A Special Organization for Special People
by Jim Hurlbert - Angels' Place First Board Chairman
Where does one begin with the history of an organization but from the beginning. Prior to incorporation which was September 25, 1992, there were countless hours of discussion to determine how we could serve our brothers and sisters who had various levels of disability. Actually who we would serve was a relatively easy question to answer. We would look to those individuals whose parents or other caregivers were reaching an age when it would be difficult if not impossible to care for them. Normally, but not always, the age of the person with a developmental disability would be in their late 20’s or older.
Now for the key question. How will we care for them? Back in the early 1990’s the State of Michigan was changing from an “institutional caregiver” to one of a more individualized system. Angels’ Place briefly considered grouping homes together but was discouraged to do so by the State. The concept, and a good one, in my opinion, was to find a home in a residential setting and place four to six individuals in that home. A federal law, which was passed in the 1980’s, legislated that local ordinances could not preclude six or fewer non-related persons living together.
When we purchased a home, Angels’ Place representatives would meet with neighbors and associations to educate them on who we were and what they could expect from their new neighbors. Initially there was apprehension, but I’m pleased that after meeting their new neighbors not only were the concerns dissipated but neighborly relationships were established. Over the past 19 years we have opened 19 homes and apartment programs."
Approximately seven years ago, Angels’ Place Board of Directors decided it was time to reach out to other individuals on our waiting list who might not be ready to enter our residential program but still would like to enjoy going to ball games, bowling, participating in prayer groups and the like. Accordingly, we began our Abundant Life program. While all enjoy the programs and interrelationship with our residents and staff, if also serves as an integration or first step to eventually becoming a full time resident when the need presents itself.

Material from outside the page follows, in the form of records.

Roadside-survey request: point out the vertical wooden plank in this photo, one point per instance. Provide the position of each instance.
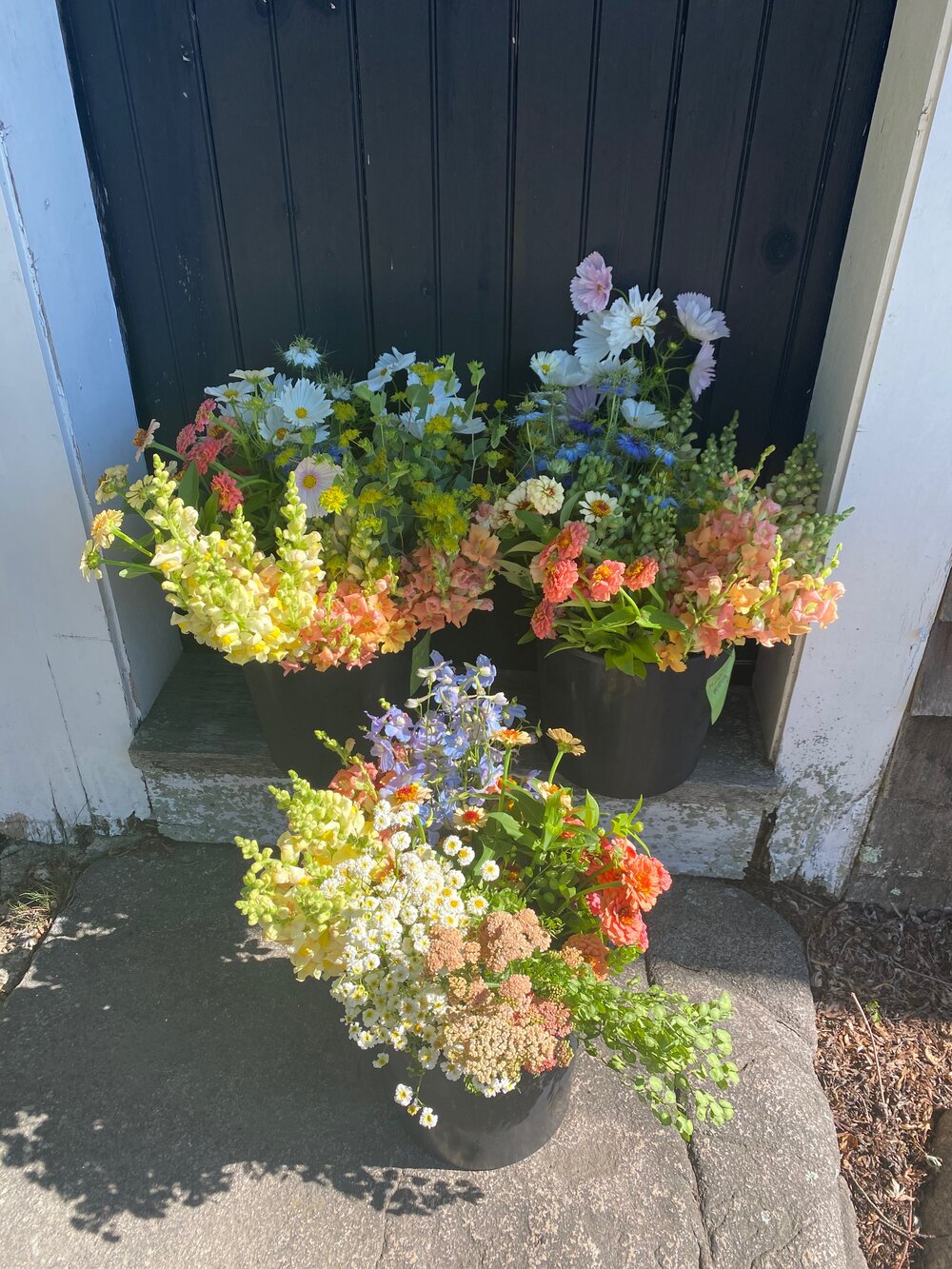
(714, 96)
(167, 104)
(394, 45)
(125, 212)
(323, 121)
(636, 88)
(837, 183)
(243, 79)
(552, 91)
(472, 81)
(798, 90)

We are now considering a new challenge; one that is prevalent worldwide – the aging population. Frequently, individuals with developmental disabilities will ‘age’ more quickly than someone without some of the syndromes. We attempt to serve them in their present family setting, however, there have been and will continue to be situations when in the best interest of the individual, he or she may need to be placed in an environment more capable of providing the necessary care. In the few situations we have experienced to date, we have had to transfer the person to another organization. When this happens we stay close to the individual so Angels’ Place continues to be a friend and support in their lives. We are considering the possibility of providing our own homes for those that would require more of an assisted care life but would not be what is considered ‘nursing care’.

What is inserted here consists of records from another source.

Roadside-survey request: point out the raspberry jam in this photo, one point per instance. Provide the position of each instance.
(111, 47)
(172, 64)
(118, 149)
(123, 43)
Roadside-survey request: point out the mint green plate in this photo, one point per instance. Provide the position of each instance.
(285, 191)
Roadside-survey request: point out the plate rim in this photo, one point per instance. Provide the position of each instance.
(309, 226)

I have had the good fortune to be a part of Angels’ Place from the very beginning. From over 19 years ago when we sat around Terry and Loretta Nagle’s family room scratching our collective heads trying to determine how we could serve the hundreds of families that were experiencing anguish because they did not know what would become of their loved one, to participating in a Board meeting at Dickinson, Wright’s law offices (Pat Ledwidge and Deborah Grace have provided pro bono legal advice for the entire time of Angels’ Place existence) with over 25 committed and talented members of the Board. I was honored to have been the first Chairman and to have sat on the Board for most of the past 19 years. But as all those who have served with me will attest to, the greatest thrill is to see the spiritual and fulfilling life that all we serve are enjoying. Our friends with developmental disabilities do not realize it but they provide us with much more than we give them.

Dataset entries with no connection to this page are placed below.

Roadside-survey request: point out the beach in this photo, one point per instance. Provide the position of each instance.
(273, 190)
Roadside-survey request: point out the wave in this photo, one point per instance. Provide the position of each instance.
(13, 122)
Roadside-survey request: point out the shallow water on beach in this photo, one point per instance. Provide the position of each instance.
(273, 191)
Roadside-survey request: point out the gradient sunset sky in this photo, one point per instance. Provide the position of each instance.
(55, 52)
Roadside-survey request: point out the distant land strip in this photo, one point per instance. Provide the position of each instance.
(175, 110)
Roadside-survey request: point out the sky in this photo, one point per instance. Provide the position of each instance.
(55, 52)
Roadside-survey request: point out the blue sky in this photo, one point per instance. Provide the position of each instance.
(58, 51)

I would be remiss if I did not congratulate our staff. They are ahead of the curve when it comes to our industry. They refuse to become complacent and continually are studying and updating themselves with the best ways to direct and lead. Our caregivers clearly are the heart and soul of our organization. They are the essential part of the Angels’ Place family. Day in and day out they are there with our residents, feeding them, dispensing medications, changing beds, doing wash, etc. etc. Spend 10 minutes observing the running of a house or watching a softball game and you will know that our caregivers love the men and women of Angels’ Place, and love they should, because they love all of us.
I feel confident with the new generation of Board and committee members, that there will be a seamless and smooth transition at Angels’ Place and the next 19 years will even be better than the first.
As we say on our coins “In God We Trust”!